I’m looking for an authoritative reference with regard to whether
<link rel="stylesheet"> with a non-matching media attribute value downloads synchronously or render-blocking or neither.
MDN helpfully draws attention to Scott Jehl’s experiments from several years ago:
A style sheet with a media query attached to its tag will still download even if the query returns false.
Additional Reference: http://scottjehl.github.io/CSS-Download-Tests/
So far, so good.
But is that download-which-is-happening-anyway:
- synchronous or asynchronous ?
- render-blocking or non-render-blocking ?
I’m going to guess that it’s asynchronous, non-render-blocking and low priority.
But I’d really like to confirm this via an authoritative source – and I’ve been unable to find one.

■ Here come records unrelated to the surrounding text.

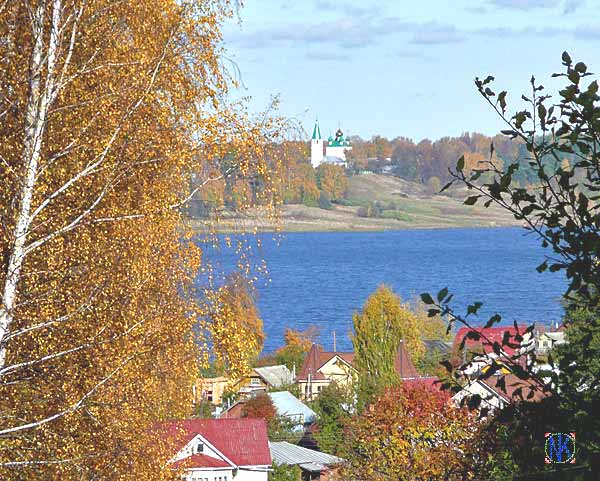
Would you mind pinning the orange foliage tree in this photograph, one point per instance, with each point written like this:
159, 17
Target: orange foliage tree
106, 108
410, 433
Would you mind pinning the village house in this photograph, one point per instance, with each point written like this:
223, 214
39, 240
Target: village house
546, 340
493, 397
220, 449
210, 390
476, 355
321, 368
286, 404
315, 465
261, 379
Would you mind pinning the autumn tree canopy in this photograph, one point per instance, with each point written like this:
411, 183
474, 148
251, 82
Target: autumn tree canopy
106, 108
378, 329
410, 433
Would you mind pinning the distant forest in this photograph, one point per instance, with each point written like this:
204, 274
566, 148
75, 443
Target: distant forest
428, 162
297, 182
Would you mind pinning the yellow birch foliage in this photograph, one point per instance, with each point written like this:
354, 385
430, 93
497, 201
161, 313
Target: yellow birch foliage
235, 327
100, 342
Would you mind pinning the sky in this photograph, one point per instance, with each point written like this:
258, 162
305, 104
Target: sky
400, 67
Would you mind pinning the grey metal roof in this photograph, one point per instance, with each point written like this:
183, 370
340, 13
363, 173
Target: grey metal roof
276, 376
437, 345
289, 405
283, 452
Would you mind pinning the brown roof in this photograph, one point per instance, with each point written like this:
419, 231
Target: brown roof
512, 383
403, 363
316, 359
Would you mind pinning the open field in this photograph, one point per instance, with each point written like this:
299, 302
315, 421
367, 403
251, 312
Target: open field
412, 207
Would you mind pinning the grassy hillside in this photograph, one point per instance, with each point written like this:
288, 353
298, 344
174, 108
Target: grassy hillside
406, 205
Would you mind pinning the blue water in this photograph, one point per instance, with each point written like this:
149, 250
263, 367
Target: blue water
322, 278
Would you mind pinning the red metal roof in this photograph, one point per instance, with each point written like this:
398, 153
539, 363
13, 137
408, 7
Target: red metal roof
243, 441
316, 359
493, 334
512, 383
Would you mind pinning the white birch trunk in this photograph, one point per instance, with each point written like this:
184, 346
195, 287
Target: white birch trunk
35, 123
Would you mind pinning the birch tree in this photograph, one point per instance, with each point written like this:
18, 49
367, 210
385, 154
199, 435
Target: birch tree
104, 107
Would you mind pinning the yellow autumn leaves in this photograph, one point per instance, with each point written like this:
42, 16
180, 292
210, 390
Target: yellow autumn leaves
107, 109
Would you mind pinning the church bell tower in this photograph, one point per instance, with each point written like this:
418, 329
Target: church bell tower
316, 146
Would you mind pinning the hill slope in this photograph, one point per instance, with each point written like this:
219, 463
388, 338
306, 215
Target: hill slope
406, 205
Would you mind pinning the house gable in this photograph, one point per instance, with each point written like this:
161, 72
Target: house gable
199, 445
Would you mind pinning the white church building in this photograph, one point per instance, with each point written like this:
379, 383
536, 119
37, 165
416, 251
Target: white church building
332, 151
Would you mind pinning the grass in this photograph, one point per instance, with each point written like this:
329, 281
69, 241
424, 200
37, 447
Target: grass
414, 207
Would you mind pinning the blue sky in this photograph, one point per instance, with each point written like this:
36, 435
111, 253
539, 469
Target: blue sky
403, 68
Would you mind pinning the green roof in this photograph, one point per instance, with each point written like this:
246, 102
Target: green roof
317, 131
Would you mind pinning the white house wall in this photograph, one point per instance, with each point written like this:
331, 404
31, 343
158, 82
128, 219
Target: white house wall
209, 475
190, 448
251, 475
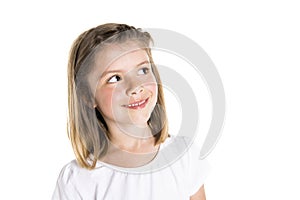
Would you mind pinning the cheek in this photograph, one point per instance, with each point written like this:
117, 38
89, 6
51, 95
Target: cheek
104, 99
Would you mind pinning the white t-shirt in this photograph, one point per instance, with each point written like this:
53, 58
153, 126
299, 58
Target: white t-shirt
175, 173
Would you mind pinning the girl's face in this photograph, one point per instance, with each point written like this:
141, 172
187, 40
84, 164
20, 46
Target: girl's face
126, 92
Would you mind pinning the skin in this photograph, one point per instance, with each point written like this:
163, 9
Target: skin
123, 74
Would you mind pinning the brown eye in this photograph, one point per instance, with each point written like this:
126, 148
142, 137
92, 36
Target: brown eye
114, 79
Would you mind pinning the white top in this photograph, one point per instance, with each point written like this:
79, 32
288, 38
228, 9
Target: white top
177, 178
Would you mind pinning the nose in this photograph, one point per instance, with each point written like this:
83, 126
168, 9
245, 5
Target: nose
134, 89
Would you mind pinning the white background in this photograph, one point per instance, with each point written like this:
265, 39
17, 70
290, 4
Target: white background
254, 44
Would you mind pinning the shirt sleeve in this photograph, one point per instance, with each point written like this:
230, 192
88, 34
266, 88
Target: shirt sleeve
65, 190
198, 170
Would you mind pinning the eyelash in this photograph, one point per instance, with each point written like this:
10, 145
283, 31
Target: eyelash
114, 76
145, 70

Background to this question:
Now that Firefox (as of Jan 2021) supports
<link rel="preload"> (see: https://caniuse.com/link-rel-preload), I’ve been running some experiments to see whether I am happiest with the behaviour of:
<link rel="preload" href="/my-non-critical-styles.css" as="style" onload="this.onload=null; this.rel='stylesheet';" />
<link rel="stylesheet" href="/my-non-critical-styles.css" media="print" onload="this.media='all';">
I can see that they do behave differently – a speed/performance tool like GTMetrix shows very clearly that the
rel="preload" approach prioritises loading the non-critical stylesheet over images, while the
media="print" approach prioritises loading images over the non-critical stylesheet – but I also want to be certain that the two approaches are alike in all other respects.